Sunday, March 16, 2008

At Sea


[If you're looking for the Gogol Bordello video story, scroll down.]

So I think this is the first time I'll be posting poetry on here. Maybe because I feel like there's so much of it out there on the web and some of it not great and I'd hate to be lumped with the "not great." Here's one, tho, that just came out in print, and I kind of enjoy it for its provocativeness. I wrote it for a class in grad school and it was picked up by Painted Bride Quarterly in Philly, THREE years ago (not to say that I'm not grateful; they're picky and have a good rep...but for the love of God, 3 years?!). It's just now out in their Print Annual 4--which is a hefty collection that includes 4 issues bound together. Mine appears in #78, the "Pirate" issue. I'm in good company from what I can tell so far.

At Sea

My lover naps below
while I sun on the stern
in my sundress and dream

myself a woman born
for building ships. In the
cushion of sleep I build

this one as I tarry on our
Alaskan island more than a century ago.
My lover is taken at sea

by a striking pirate
who is, underneath it all,
kind and soft and has

adorned my berth
in silk and jewels from the hold.
He touches me evenly

with kid gloves (twenty-two days at sea
and my thighs are much fleshier stories).
The blue woman and the red woman

etched on his forearms steer
the small of my back.
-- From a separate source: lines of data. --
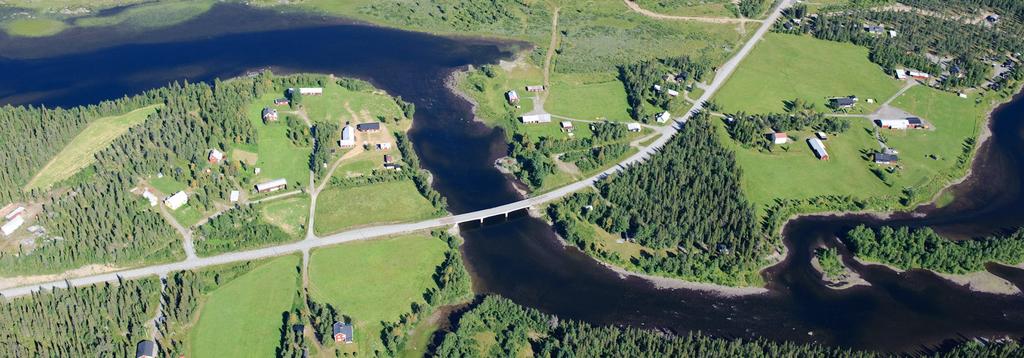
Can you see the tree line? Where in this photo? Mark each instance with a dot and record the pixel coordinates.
(922, 248)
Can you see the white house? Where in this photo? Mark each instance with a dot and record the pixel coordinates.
(664, 117)
(541, 118)
(311, 91)
(272, 185)
(894, 124)
(174, 202)
(347, 137)
(9, 227)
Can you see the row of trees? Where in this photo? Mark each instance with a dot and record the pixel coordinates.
(922, 248)
(102, 320)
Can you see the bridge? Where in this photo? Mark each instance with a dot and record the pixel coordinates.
(386, 230)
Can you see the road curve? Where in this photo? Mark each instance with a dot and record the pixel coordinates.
(385, 230)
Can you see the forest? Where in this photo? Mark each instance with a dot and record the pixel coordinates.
(685, 199)
(924, 249)
(101, 320)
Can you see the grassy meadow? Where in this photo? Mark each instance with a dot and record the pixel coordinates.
(79, 152)
(785, 66)
(376, 280)
(376, 204)
(243, 318)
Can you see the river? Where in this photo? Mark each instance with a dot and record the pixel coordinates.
(521, 258)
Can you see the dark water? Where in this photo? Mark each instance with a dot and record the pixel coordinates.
(520, 259)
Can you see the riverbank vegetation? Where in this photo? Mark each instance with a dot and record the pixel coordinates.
(924, 249)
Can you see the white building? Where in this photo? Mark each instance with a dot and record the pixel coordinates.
(347, 137)
(174, 202)
(272, 185)
(12, 225)
(541, 118)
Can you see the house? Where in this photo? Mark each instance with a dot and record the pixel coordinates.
(843, 102)
(177, 200)
(14, 213)
(269, 115)
(893, 124)
(663, 117)
(215, 157)
(373, 127)
(512, 97)
(342, 332)
(12, 225)
(311, 91)
(915, 123)
(778, 137)
(145, 349)
(151, 196)
(540, 118)
(886, 159)
(347, 137)
(818, 147)
(272, 185)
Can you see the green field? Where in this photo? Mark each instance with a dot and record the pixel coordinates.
(375, 281)
(243, 318)
(79, 152)
(278, 157)
(375, 204)
(290, 214)
(786, 66)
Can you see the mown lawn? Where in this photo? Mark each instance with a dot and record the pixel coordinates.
(276, 155)
(243, 318)
(79, 152)
(375, 281)
(290, 214)
(384, 203)
(786, 66)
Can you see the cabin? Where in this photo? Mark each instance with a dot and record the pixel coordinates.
(272, 185)
(373, 127)
(512, 97)
(843, 102)
(269, 115)
(342, 332)
(215, 157)
(12, 225)
(886, 159)
(778, 137)
(818, 147)
(893, 124)
(347, 137)
(176, 200)
(663, 117)
(540, 118)
(145, 349)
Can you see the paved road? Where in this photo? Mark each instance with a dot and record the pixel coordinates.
(370, 232)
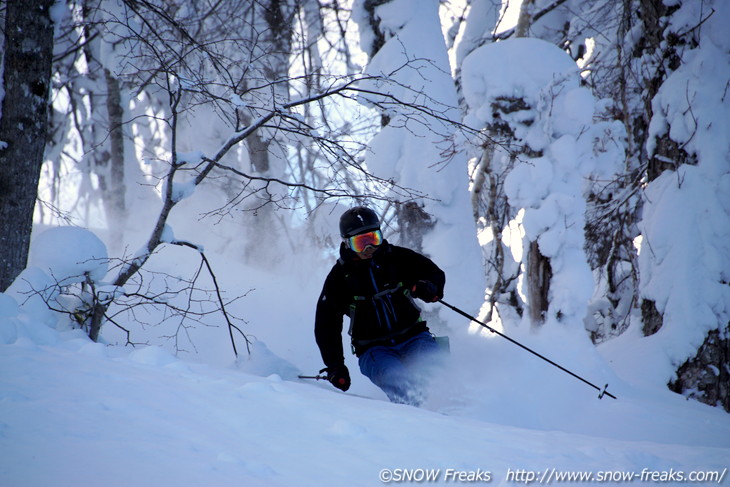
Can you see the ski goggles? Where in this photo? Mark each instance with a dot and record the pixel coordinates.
(358, 243)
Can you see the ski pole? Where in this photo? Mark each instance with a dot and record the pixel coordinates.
(320, 377)
(315, 377)
(602, 390)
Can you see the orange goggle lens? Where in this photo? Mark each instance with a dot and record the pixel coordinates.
(359, 243)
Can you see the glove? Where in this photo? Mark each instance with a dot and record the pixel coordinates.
(338, 376)
(426, 291)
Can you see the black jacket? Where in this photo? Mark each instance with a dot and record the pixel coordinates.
(375, 294)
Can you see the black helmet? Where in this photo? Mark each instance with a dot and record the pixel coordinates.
(358, 220)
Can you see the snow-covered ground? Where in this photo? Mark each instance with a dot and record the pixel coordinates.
(74, 412)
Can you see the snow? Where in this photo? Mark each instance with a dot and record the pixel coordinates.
(75, 412)
(94, 413)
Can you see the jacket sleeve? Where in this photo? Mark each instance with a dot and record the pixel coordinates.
(331, 308)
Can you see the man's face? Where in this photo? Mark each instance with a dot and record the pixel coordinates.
(365, 245)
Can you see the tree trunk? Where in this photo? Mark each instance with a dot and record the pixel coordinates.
(114, 199)
(23, 127)
(539, 273)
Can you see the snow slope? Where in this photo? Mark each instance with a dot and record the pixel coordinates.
(74, 412)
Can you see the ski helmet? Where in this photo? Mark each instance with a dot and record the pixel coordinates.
(358, 220)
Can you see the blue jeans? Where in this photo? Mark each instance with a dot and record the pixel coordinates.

This dreamed
vessel, its handsome

mate, immaculate sails,
the worldly character of the sun looming above,
are all my doing. I make myself

the only woman aboard
my bandit gets to win--a bottle
of port at my hip. What I pity most is the untravelled

stationary woman who at night
falls into blank sleep, and awake
veers from this world's distant climes

and men. The breast is a solemn
and familiar place, frightened of setting out--
but the bones, dearheart, the bones want motion.

Map the body's route then the love you plan
to steal and hoard. If nothing else
stay shoreless. The land

husbands your power.
O serious traveler, ready yourself
to dream, to snatch the sabled yawl

from the hulled body of the harbored boat
and row. In your berth with your pirate
when the aged ship rocks

fore and aft, there is no other region
you'll want more than this. Nothing
as delicious as this old salt in your bed.

1 comment:

Anonymous said...

Wow Laura, so salty...I love it.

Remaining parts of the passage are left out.